6. A composition comprising a mixture according to claim 1.

7. The composition according to claim 6 which is in lyophilized form.

8. An animal additive or feed product comprising the mixture according to claim 1.

9. A method of preventing and/or treating necrotic enteritis in an animal, the method comprising administering to the animal the mixture of claim 1.

10. The method according to claim 9, wherein the mixture is administered orally.

11. The method according to claim 9, characterized in that the animal is a poultry animal.

12. A strain corresponding to:

the strain deposited at the CNCM (Collection Nationale de Cultures de Microorganismes, Institut Pasteur, 25 rue du Docteur Roux, 75724 Paris Cedex 15) under number I-5500 on Mar. 04, 2020; or

the strain deposited at the CNCM (Collection Nationale de Cultures de Microorganismes, Institut Pasteur, 25 rue du Docteur Roux, 75724 Paris Cedex 15) under number I-5501 on Mar. 04, 2020; or

the strain deposited at the CNCM (Collection Nationale de Cultures de Microorganismes, Institut Pasteur, 25 rue du Docteur Roux, 75724 Paris Cedex 15) under number I-5502 on Mar. 04, 2020.

13. The mixture according to claim 1, characterized in that it consists of one Lb. reuteri strain and of one Lb. salivarius strain.

14. The mixture according to claim 4, characterized in that the Lb. salivarius strain is the strain deposited at the CNCM (Collection Nationale de Cultures de Microorganismes, Institut Pasteur, 25 rue du Docteur Roux, 75724 Paris Cedex 15) under number I-5501 on Mar. 04, 2020 or the strain deposited at the CNCM (Collection Nationale de Cultures de Microorganismes, Institut Pasteur, 25 rue du Docteur Roux, 75724 Paris Cedex 15) under number I-5502 on Mar. 04, 2020.

15. The method according to claim 9, wherein the Lb. reuteri strain is the strain deposited at the CNCM (Collection Nationale de Cultures de Microorganismes, Institut Pasteur, 25 rue du Docteur Roux, 75724 Paris Cedex 15) under number I-5500 on Mar. 04, 2020.

16. The method according to claim 9, wherein the Lb. salivarius strain is the strain deposited at the CNCM (Collection Nationale de Cultures de Microorganismes, Institut Pasteur, 25 rue du Docteur Roux, 75724 Paris Cedex 15) under number I-5501 on Mar. 04, 2020 or the strain deposited at the CNCM (Collection Nationale de Cultures de Microorganismes, Institut Pasteur, 25 rue du Docteur Roux, 75724 Paris Cedex 15) under number I-5502 on Mar. 04, 2020.

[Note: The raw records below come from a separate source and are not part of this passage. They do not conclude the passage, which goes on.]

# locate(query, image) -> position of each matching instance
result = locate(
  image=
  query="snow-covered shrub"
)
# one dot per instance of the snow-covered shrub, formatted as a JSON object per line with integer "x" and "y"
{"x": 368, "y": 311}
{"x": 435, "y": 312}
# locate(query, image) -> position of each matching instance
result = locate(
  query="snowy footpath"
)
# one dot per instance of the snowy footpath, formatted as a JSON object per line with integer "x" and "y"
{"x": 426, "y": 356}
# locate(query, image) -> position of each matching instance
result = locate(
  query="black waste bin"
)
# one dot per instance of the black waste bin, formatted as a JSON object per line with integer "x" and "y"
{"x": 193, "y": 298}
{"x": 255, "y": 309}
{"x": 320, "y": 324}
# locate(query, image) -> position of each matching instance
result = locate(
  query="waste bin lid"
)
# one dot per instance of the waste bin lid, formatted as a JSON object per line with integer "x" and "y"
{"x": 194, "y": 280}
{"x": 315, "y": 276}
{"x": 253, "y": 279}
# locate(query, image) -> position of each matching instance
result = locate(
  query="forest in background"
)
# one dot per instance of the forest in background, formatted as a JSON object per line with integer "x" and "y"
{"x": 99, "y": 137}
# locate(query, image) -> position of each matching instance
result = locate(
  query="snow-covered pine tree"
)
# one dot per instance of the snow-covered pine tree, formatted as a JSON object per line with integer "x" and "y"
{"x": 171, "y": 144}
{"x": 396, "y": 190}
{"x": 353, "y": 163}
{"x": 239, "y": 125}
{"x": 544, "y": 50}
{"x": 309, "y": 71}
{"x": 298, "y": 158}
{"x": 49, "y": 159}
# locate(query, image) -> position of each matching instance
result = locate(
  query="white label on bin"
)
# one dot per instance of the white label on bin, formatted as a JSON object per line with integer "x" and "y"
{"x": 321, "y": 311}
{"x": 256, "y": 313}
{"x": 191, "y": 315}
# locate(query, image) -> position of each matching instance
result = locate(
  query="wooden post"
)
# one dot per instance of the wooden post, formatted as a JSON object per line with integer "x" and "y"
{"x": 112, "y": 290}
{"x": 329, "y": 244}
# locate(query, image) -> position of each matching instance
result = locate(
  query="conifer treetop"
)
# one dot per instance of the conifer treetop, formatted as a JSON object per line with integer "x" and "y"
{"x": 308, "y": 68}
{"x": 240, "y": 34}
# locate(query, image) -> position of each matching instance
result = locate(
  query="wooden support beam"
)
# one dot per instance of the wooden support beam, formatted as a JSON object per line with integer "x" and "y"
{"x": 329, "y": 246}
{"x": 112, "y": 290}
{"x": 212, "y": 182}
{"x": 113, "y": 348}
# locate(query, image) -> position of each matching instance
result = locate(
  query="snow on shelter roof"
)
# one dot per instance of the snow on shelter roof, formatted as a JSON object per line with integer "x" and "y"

17. The method according to claim 15, wherein the Lb. salivarius strain is the strain deposited at the CNCM (Collection Nationale de Cultures de Microorganismes, Institut Pasteur, 25 rue du Docteur Roux, 75724 Paris Cedex 15) under number I-5501 on Mar. 04, 2020 or the strain deposited at the CNCM (Collection Nationale de Cultures de Microorganismes, Institut Pasteur, 25 rue du Docteur Roux, 75724 Paris Cedex 15) under number I-5502 on Mar. 04, 2020.

18. The method of claim 11, wherein the poultry animal is a chicken.